Forex Pips – the smallest possible change
Forex Trading Pips: Unit in Forex Trading
What are pips?
A pip is an incremental price movement with a certain value that depends on the market. Simply put, it is a standard unit for measuring the change in value of an exchange rate.
The abbreviation Pip either originally comes from the term Percentage-In-Point or it stands for Price Interest Point. Regardless of the origin of the term, currency traders can use pips to discuss the smallest changes in exchange rates in easy-to-understand terms.
What are Pips in Trading
Originally, a pip was practically the smallest increment in which an FX price would move, although this original definition no longer applies to the advent of more precise pricing methods. Traditionally, FX prices have been quoted on a certain number of decimal places, most often to four decimal places. Originally, a pip here was a one-point movement on the specified last decimal place.
However, many brokers now enter Forex prices with an additional decimal place. This in turn means that a pip is often no longer the last decimal place within a citation. However, the pip remains a standardized value for all brokers and platforms. It allows professional traders to communicate clearly with the same terms.
How much is a pip worth?
For most currency pairs, a pip is a movement on the fourth decimal place. For example, if the EUR/USD rate moves from 1.1050 to 1.1051, this increase in value of .0001 USD is a pip. The most notable exceptions are the FX pairs in which the Japanese yen is involved. For pairs in which the JPY is involved, a pip is a movement on the second decimal place. Because each currency has its own relative value, the value of a pip must be calculated for that particular currency pair.
Special features of the Pip
For 5-digit brokers, also known as brokers with broken prices, the last decimal point is 0.00001 or 0.001 for yen-based currencies, representing a fraction of a pip.
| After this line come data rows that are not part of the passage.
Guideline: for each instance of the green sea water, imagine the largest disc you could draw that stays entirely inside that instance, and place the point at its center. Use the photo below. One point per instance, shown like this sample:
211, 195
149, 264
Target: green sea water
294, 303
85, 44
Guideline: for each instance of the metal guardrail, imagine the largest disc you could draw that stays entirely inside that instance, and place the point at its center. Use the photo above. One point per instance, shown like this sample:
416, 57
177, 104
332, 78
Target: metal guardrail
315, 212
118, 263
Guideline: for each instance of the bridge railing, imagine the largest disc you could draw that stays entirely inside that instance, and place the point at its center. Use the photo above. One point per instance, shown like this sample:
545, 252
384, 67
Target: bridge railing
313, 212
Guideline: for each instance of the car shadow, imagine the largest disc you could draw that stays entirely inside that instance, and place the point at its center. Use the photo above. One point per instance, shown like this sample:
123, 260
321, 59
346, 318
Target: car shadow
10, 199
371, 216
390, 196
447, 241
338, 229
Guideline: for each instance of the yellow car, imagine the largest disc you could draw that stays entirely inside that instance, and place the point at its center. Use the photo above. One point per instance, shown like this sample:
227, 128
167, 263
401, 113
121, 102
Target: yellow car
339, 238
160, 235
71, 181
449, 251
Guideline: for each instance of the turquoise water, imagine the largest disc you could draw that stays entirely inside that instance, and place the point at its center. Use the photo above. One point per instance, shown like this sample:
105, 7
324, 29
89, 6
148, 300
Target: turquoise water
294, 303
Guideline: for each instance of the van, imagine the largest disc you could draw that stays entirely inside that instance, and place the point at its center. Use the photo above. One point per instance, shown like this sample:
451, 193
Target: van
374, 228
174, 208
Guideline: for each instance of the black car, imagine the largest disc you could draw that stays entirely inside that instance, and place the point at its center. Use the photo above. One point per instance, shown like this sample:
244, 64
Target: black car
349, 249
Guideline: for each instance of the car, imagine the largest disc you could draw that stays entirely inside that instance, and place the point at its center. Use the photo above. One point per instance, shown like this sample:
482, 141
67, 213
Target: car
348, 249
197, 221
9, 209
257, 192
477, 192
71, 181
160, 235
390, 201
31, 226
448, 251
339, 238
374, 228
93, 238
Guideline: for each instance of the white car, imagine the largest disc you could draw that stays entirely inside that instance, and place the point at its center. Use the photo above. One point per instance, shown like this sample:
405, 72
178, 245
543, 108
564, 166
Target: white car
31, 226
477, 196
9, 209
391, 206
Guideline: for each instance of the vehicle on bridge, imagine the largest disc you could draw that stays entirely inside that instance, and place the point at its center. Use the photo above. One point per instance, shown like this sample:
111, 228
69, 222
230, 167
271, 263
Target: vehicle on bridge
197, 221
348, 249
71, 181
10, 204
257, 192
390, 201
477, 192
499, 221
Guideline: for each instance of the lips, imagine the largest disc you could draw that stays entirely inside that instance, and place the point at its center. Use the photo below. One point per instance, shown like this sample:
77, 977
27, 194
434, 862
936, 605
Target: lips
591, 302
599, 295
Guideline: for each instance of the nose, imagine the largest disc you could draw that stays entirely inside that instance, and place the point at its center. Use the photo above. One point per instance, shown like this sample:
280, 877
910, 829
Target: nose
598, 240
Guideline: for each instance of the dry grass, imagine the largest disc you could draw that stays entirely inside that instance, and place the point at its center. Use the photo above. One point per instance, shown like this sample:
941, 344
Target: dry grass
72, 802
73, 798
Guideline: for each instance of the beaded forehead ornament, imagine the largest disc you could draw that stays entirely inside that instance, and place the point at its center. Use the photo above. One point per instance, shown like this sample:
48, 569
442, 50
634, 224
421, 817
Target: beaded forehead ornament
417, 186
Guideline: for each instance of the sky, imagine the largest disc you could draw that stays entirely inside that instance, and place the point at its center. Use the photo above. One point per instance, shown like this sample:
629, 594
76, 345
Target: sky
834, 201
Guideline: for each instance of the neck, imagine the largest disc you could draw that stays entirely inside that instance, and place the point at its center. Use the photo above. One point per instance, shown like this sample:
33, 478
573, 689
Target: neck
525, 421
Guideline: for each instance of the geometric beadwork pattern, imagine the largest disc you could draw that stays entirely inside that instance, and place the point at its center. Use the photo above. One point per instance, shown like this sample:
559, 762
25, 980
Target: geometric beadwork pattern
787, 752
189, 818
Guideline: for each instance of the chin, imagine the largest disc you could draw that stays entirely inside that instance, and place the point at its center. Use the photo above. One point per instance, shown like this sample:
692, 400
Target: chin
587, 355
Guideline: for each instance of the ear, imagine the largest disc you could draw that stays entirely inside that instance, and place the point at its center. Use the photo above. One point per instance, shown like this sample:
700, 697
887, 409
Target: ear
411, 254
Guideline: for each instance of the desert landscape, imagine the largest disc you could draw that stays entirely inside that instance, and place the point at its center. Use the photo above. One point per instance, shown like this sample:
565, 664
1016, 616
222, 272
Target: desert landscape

Due to the additional digit, it is more difficult in this case to determine an exact pip spread or pip profit without the help of a calculator. However, this disadvantage of 5-digit brokers is outweighed by the greater advantage of typically better spreads, i.e. lower transaction costs, compared to their 4-digit broker counterparts.
If you’re interested in trading stocks, you may be wondering if there’s a pip in stock trading as well. No pips are used when trading shares, as there are already other terms such as “pence” and “cents” for notifying price changes.